第11話 人形姫、カチコミされたってよ
夏休み初日と言うこともあって、電車はコミコミの大賑わい……と言いたいところだが、普段はそれなりに人がいるはずの草津に向かう電車はガラガラである。しかも、来月頭までは山科~大津間を徐行運転するということもあって運行本数も減っている始末だ。
「知っていたけど、ほんま人がおらんなぁ」
「この間の神隠しダンジョンの影響だよね~」
「ここまで露骨に減るとさすがに可哀そうになるわ」
「ウチらだけでも、滋賀のダンジョンを盛り上げるとかええんちゃうか。有名になった恩もあるし」
「そうだね~彦根ダンジョンも琵琶湖ダンジョンも見どころのあるダンジョンって聞いたことあるし~人が多い方が楽しいよ」
「ダンジョンが楽しいって……百合、貴女大物に慣れるわ」
「姫ちゃんに褒められちゃった」
「褒め取るようには思えんけどなあ。まあ、姫花がコーチ役でウチら2人で攻略するっていうスタンスもどっかで限界が来るのはわかっとったし……4人で彦根と琵琶湖のダンジョン攻略ってのも悪くないわな」
「どちらのダンジョンを先に攻略するにしても、ミノタウロスを倒してからの話ね」
のんびりと話している内に草津駅に着く。夏休み期間ということもあり、たび丸と言う黄色い笠をかぶった少年のマスコットキャラクターのパネルがぽつんと置かれており、記念写真を撮れるようにしてあった。
「せっかくだし、一緒に写真撮ろう。ピース」
「ぴ、ぴーす?」
「姫花、なに硬くなっとるねん。仏頂面やのうて笑顔や。はい、ポーズ」
パシャリと撮った写真を早速SNSにあげる咲夜たち。やはり注目されているおかげであっというまに良いねがドンドンついてくる。少し前とは全く違う手ごたえを感じつつ、バスに乗り込むのであった。
「で、今日は何をするんや? また目隠しプレイか?」
「あれはきっかけ作りよ。まずは魔力のコントロールを意識しつつ、普段通りの戦闘をしてもらうわ」
ということで、早速飛び出してきた強個体のカラーウルフの群れたち。神隠しダンジョンでCランクのスノージャイアントを倒してきた腕前とやらを拝見するにはちょうどいい相手だ。
「遅いで!」
「余裕ありそうだから、私も攻撃に参加するね。ストーンバレット」
咲夜が群れから飛び出してきたブルーウルフを一刀両断。遅れてやってきたグレーウルフの噛みつきを盾ではじき返してひるませる。怯んだグレーウルフにとどめを刺す百合の石弾。彼女二人の戦闘の向上に姫花は思わず息を吞む。
「咲夜、盾使うの上手くなっているわ」
「そうやろ。剣だけやなくて盾に魔力通して殴ったら、結構ええ感じやねん。こういうのパリィっていうんやろ」
「そうかもしれないわね。百合、魔法に魔力が良く通っているわ」
「へへへ、咲夜ちゃんが剣や盾を強化できるなんて言うから、私も杖に魔力流すのを強くイメージしたの~」
自分が教えていない盾強化による耐久力とひるませ率の増加、杖に魔力が良く通ることによる石弾の攻撃力や精度の強化。神隠しダンジョンでの戦いは二人に魔力コントロールの重要性を身に染みるほどに教えてくれたようだ。
(セバスチャン、午後からのワーウルフ。もう少しレベルを上げてもらっても良いかしら)

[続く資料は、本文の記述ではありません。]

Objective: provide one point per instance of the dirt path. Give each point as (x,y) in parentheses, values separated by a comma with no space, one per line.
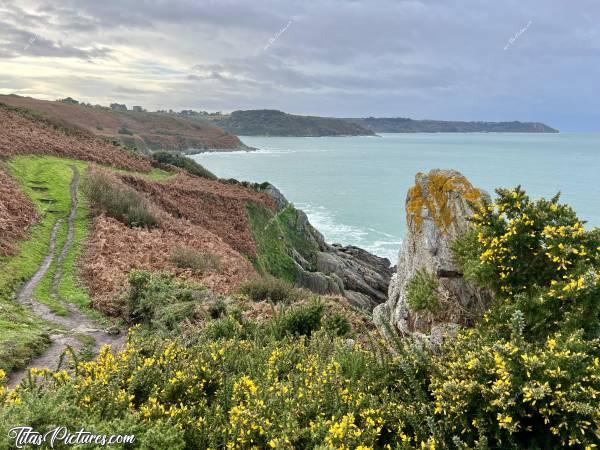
(70,328)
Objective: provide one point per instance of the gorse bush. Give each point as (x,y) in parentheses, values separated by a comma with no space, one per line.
(272,289)
(539,257)
(120,202)
(183,162)
(421,292)
(189,258)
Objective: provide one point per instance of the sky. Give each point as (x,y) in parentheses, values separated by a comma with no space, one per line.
(535,60)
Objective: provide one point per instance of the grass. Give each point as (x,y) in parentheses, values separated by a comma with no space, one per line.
(23,335)
(53,174)
(276,236)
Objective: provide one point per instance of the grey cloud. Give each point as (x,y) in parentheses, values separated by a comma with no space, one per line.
(420,58)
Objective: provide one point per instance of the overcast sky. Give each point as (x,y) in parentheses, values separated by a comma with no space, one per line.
(452,59)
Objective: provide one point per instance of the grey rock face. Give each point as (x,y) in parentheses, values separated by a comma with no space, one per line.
(437,208)
(361,277)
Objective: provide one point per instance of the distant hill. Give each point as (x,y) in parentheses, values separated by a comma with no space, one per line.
(270,122)
(135,129)
(404,125)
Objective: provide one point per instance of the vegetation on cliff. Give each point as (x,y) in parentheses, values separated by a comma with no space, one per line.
(140,130)
(526,376)
(405,125)
(268,122)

(承知しました。では、単体能力をミノタウロスレベルにまで強化しておきます)
今の戦いを見る限り、いくらこちらでレベルを上げたところで草津ダンジョンでは力不足だろう。これは明日からも梅田ダンジョンに狩場を変えた方が良いかもしれないと嬉しい誤算に喜んでいた。
【所詮、EランはEランだよな】
【今回は強個体当たってないみたいだな】
【そうか? 動きは強個体っぽいけど?】
【お前の目が節穴だよwww】
二人の集中力も途切れることなく、カラーウルフの虐殺会場にしかなっておらず、コメントも盛り上がりに欠けている。少々早いが切り上げて、昼休憩の後、午後のワーウルフ戦に入った方が良さそうだと思い声を掛けようとしたとき、異様な魔力を感知する。
(姫様!)
現れたのは3体のレッドドラゴン。1体であの大騒ぎしていたにもかかわらず、それが3体同時に現れたことにより、視聴者たちのコメントも一瞬、時が止まったかのようにピタリと止まる。
(生配信中にカチコミを仕掛けてくるなんて良い度胸しているじゃない。イレギュラーがどこから送られてきたか逆タンの準備)
(それは構いませんが、もう一度送られてこないと逆タンを用意しても意味がありませんよ)
(レッドドラゴン1体を瞬殺したのに、今度はたった3体なんてふざけているわ。これは本命を送る前の露払いの部隊と見た)
待機させていた人形2体に加えて、さらに2体追加し、両脇のレッドドラゴンと交戦させ、真ん中のレッドドラゴンだけがフリーとなる。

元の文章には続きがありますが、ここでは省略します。